Indeed's HTML pages are well structured and minimal so it can be easily parsed using traditional HTML parsing tools like XPath or CSS selectors. Though, that's often unnecessary as the entire of Indeed's page dataset is available in JSON variables like _initialData.

Indeed.com scraper
import json
from parsel import Selector
# scrapingdog has no integration but we can use httpx
# install using `pip install httpx`
import httpx

# create an API client instance
client = httpx.Client(timeout=180)

# create scrape function that returns HTML parser for a given URL
def scrape(url: str, country: str="", render_js=False, headers: dict=None) -> Selector:
    payload = {
        "api_key": "YOUR API KEY",
        "url": url,
        "premium": "true",
        
    }
    api_result = client.post(
        "https://api.scrapingdog.com/scrape",
        json=payload,
    )
    data = api_result.json()
    assert data['success'], f"scrape failed: {data['message']}"
    return Selector(data['html'])


# example search page url:
url = "https://www.indeed.com/jobs?q=python&l=Seattle%2C%20WA"
selector = scrape(url, country="US")
# Indeed jobs can be found in Javascript variable as an array of job objects:
data = selector.re(r'window.mosaic.providerData\["mosaic-provider-jobcards"\]=(\{.+?\});')
data = json.loads(data[0])
jobs = data["metaData"]["mosaicProviderJobCardsModel"]["results"]

print(len(jobs))
15

from pprint import pprint
pprint(jobs[0])
{
 'applyCount': 0,
 'company': 'Pythonwise',
 'companyRating': 0,
 'companyReviewCount': 0,
 'createDate': 1568635928000,
 'jobLocationCity': 'Seattle',
 'jobLocationState': 'WA',
 'normTitle': 'Python developer',
 'organicApplyStartCount': 1493,
 'pubDate': 1568610000000,
 'rankingScoresModel': {'bid': 0, 'eApply': 0.015428938, 'eQualified': 0},
 'salarySnippet': {'currency': '', 'salaryTextFormatted': False},
 'snippet': '<ul style="list-style-type:circle;margin-top: 0px;margin-bottom: '
            '0px;padding-left:20px;"> \n'
            ' <li>We are looking for a <b>Python</b> Web Developer responsible '
            'for developing, enhancing, modifying, maintaining applications '
            'and managing the interchange of data…</li>\n'
            '</ul>',
 'sourceId': 14854320,
 'sponsored': False,
 'viewJobLink': '/viewjob?jk=1a20a1c56fb7df73&from=vjs&tk=1hr8aknntirln85c&viewtype=embedded&xkcb=SoCQ67M3CoddJxwBkx0LbzkdCdPP&continueUrl=%2Fjobs%3Fq%3Dpython%26l%3DSeattle%252C%2BWA',
  # ... and much more
}

For scraping indeed.com above we're extracting JSON data from the HTML body. For that we're using a regular expressions variable to select thi JSON javascript variable data. This section contains the entire job listing dataset.

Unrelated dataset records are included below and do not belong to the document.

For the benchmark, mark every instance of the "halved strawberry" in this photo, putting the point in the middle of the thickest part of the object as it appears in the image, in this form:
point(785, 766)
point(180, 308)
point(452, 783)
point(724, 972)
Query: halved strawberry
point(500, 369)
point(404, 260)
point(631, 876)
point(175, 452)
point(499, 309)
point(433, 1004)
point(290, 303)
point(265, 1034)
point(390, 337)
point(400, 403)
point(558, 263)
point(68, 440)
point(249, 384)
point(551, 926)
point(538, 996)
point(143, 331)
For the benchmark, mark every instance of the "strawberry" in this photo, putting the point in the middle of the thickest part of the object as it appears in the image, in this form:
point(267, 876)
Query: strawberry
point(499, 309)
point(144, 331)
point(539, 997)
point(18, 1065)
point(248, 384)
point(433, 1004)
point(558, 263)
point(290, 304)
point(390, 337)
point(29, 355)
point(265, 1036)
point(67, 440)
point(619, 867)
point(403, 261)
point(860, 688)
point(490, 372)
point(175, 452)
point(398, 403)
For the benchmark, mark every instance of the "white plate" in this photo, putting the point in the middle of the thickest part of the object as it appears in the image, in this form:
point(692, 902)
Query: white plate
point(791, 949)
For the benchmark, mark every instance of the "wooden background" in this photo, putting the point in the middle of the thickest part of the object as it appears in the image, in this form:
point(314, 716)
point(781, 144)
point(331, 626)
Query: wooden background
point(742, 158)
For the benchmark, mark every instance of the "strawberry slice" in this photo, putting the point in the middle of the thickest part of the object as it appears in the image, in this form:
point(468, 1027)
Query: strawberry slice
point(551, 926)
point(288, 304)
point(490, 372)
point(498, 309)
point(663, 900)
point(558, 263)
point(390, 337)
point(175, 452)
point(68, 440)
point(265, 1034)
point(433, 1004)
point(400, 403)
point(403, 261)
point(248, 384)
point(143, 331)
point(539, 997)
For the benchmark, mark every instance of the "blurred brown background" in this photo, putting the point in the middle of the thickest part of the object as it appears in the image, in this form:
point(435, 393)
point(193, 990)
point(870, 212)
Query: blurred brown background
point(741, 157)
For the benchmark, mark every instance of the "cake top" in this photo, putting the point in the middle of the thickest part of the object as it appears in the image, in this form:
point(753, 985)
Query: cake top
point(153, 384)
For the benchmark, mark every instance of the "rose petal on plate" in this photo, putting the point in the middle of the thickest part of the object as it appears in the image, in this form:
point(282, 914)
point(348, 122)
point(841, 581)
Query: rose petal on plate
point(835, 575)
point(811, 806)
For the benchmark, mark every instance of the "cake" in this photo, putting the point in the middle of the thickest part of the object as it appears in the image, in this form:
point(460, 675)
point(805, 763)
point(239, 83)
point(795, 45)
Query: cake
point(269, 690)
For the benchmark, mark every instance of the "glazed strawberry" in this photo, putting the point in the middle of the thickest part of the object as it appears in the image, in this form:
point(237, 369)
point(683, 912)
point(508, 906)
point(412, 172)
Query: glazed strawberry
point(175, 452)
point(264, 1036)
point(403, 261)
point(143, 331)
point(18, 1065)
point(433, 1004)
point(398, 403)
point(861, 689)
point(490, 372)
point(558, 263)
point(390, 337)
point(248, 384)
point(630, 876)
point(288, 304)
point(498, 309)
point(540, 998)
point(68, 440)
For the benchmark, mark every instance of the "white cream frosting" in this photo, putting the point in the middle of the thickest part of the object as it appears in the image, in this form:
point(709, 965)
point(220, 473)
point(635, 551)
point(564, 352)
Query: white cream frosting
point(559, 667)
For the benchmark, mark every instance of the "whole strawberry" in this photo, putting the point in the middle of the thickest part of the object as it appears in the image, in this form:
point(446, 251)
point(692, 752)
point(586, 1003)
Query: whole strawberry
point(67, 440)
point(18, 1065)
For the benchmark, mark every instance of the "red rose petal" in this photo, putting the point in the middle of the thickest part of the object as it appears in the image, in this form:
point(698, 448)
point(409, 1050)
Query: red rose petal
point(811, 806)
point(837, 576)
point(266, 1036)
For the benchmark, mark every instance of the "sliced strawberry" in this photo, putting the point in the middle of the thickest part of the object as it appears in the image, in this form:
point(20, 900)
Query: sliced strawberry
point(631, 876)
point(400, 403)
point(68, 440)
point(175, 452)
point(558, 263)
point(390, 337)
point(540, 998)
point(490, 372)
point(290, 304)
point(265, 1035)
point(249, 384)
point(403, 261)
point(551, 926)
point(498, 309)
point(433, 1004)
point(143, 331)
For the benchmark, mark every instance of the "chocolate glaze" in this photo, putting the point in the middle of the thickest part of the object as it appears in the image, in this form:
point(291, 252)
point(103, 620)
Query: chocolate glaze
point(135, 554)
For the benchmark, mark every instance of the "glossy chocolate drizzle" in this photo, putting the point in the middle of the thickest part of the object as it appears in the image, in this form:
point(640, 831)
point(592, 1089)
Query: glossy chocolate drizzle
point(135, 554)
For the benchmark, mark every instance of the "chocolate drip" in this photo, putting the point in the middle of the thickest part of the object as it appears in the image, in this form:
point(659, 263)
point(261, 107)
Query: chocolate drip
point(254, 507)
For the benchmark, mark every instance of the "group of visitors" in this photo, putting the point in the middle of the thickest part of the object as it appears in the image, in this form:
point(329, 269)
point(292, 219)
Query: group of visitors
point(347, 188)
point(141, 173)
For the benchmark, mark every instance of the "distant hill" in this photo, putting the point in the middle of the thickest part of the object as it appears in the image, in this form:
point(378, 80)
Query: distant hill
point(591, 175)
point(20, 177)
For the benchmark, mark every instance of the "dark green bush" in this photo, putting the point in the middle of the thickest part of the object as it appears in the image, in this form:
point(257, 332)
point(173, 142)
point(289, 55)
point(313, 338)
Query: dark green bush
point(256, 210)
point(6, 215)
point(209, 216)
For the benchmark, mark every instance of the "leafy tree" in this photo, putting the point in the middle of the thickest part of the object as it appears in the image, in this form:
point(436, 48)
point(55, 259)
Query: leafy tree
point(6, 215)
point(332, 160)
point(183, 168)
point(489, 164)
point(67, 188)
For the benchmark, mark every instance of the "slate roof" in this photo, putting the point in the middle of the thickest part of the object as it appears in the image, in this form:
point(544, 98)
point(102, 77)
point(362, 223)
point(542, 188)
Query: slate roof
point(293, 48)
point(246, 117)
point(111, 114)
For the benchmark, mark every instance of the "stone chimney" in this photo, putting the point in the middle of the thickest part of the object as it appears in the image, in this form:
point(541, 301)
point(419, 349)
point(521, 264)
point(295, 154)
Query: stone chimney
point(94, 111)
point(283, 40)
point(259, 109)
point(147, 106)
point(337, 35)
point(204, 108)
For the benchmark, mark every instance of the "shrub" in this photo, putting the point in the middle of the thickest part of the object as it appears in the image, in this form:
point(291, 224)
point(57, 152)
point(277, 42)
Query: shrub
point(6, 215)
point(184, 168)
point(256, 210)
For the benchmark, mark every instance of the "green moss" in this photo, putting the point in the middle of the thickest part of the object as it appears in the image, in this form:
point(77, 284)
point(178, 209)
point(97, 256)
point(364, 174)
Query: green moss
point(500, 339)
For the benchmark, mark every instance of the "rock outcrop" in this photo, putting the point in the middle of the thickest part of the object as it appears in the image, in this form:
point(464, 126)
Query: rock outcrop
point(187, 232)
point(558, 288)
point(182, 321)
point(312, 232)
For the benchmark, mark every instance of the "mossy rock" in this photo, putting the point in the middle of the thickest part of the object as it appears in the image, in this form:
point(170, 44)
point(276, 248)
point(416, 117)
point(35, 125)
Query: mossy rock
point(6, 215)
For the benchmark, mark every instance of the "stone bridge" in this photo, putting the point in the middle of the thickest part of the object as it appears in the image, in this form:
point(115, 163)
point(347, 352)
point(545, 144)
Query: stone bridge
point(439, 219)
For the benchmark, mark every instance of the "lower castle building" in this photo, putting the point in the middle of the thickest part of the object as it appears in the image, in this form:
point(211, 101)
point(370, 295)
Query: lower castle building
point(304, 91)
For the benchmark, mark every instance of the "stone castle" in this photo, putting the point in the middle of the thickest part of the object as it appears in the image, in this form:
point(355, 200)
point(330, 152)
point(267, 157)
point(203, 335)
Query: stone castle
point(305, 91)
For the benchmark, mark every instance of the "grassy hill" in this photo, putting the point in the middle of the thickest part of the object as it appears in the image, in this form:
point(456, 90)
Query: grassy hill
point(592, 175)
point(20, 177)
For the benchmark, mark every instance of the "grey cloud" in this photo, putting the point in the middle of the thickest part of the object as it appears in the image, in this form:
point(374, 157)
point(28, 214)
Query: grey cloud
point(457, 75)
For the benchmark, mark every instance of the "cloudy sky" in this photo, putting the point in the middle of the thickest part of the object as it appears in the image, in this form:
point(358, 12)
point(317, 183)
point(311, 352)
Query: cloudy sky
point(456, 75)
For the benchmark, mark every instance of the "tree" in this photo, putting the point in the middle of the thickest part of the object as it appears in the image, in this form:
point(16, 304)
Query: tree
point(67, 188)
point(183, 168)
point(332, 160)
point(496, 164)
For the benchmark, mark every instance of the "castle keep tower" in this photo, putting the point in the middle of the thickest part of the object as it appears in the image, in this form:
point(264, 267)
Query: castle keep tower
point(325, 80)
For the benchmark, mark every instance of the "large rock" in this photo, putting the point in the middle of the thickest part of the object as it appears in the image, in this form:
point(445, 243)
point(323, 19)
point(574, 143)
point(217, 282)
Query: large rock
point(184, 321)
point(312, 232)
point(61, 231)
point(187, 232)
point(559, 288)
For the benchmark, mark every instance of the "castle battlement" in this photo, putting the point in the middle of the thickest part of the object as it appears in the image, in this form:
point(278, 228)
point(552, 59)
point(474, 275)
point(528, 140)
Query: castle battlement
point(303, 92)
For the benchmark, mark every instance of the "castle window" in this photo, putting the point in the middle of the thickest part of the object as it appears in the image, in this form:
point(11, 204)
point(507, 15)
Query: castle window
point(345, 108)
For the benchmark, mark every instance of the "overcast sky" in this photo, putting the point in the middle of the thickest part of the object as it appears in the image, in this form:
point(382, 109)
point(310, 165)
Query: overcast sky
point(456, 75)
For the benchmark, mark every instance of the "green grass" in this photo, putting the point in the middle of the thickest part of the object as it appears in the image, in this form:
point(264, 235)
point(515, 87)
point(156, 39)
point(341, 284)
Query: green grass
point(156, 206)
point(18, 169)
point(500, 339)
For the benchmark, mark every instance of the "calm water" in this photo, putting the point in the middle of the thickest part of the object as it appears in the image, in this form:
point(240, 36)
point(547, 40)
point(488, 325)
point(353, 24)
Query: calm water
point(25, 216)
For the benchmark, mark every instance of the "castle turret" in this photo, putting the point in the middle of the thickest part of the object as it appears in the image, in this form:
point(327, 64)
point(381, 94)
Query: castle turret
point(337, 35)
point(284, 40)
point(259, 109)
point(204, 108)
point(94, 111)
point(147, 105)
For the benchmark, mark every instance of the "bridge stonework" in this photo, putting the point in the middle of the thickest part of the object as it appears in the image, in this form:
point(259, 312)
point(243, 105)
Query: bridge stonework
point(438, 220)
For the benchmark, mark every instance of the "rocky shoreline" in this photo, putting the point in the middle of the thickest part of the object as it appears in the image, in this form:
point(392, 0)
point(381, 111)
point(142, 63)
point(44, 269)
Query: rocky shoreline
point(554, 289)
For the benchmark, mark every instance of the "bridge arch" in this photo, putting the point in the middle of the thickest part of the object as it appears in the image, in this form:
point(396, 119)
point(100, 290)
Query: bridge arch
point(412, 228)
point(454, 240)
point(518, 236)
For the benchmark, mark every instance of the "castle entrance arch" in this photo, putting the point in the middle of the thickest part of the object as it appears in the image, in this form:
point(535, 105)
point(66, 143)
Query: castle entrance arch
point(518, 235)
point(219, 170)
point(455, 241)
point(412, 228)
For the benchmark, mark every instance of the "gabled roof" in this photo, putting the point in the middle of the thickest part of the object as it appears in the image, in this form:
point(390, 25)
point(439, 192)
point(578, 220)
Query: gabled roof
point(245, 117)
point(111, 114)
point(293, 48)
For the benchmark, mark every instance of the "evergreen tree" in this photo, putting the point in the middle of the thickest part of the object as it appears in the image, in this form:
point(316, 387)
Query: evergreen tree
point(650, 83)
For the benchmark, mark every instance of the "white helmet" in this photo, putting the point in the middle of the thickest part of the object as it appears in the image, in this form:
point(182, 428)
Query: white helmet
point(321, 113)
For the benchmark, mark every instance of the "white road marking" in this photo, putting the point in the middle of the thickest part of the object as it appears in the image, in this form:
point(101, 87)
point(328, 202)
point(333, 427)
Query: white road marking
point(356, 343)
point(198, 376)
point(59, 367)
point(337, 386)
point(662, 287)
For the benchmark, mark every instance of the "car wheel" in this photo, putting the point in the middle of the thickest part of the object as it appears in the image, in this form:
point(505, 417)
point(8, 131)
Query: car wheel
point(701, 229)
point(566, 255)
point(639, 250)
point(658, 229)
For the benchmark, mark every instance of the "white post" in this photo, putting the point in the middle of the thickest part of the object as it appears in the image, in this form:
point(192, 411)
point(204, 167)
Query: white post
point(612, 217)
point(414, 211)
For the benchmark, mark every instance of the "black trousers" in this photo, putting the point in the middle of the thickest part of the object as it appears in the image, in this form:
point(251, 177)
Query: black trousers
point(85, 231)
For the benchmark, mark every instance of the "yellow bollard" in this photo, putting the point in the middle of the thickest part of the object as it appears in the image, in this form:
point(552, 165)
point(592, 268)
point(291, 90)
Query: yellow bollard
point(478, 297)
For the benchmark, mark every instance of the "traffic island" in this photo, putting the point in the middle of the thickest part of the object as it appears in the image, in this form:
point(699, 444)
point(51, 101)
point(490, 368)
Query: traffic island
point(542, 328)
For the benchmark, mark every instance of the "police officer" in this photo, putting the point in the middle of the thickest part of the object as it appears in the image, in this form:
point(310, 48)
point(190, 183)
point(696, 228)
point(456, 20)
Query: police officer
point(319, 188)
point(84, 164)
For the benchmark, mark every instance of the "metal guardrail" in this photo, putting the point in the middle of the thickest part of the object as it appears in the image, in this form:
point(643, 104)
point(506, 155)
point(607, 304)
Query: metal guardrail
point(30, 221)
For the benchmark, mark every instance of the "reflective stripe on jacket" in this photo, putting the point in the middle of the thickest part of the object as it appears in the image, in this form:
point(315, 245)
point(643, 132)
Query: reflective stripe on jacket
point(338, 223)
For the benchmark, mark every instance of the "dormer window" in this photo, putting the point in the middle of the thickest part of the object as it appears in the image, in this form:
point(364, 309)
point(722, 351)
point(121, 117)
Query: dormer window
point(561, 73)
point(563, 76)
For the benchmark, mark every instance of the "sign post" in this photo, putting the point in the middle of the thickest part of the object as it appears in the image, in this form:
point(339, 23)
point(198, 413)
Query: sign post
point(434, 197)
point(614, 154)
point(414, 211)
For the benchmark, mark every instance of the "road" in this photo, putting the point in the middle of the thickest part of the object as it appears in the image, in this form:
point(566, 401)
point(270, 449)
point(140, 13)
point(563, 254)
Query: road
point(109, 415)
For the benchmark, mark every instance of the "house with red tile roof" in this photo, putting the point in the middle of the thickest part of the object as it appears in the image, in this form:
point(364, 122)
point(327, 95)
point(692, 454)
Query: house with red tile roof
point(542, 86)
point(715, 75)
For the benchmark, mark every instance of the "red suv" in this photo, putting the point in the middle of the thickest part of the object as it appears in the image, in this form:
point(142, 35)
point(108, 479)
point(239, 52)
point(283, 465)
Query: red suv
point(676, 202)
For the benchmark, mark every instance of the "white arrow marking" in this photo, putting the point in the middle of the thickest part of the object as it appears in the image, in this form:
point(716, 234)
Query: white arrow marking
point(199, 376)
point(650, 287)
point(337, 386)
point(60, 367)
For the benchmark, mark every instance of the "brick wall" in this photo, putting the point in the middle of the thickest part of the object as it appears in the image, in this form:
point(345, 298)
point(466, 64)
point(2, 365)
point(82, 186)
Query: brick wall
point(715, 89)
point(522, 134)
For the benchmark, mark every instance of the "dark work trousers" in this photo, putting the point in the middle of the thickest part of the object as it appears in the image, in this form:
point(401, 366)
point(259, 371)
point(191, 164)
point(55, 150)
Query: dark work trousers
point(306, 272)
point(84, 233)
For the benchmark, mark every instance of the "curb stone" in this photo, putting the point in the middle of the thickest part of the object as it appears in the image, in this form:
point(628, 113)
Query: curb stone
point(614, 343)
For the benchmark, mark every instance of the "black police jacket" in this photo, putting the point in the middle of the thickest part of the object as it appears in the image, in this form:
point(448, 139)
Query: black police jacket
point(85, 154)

Join the Scrapeway newsletter!

Early benchmark reports and industry insights every week!

Why scrape Indeed Jobs?

Web scraping indeed.com is a popular use case for job seekers, recruiters, and HR professionals.

With job monitoring scraping we can keep track job listings and how they change over time giving insights to market trends. By scraping Indeed.com job search we can also aggregate employment data of specific regions and mediums. e.g. scraping "Python Developers in San Francisco" we can keep track of Python opportunities in one particular area and how they change over time.

Indeed data scraping can also be used in Market research. It provides not only job listing details but comprehensive company profile pages that in combination can be used to create reliable market research graphs and reports.

Indeed.com is often scraped by recruiters who list their own job listings on the platform for competitive analysis as it can help to optimize job listings to the current market trends.

Finally, Indeed contains a lot of user-generated content like company reviews which can be used for sentiment analysis and reputation management as well as AI training.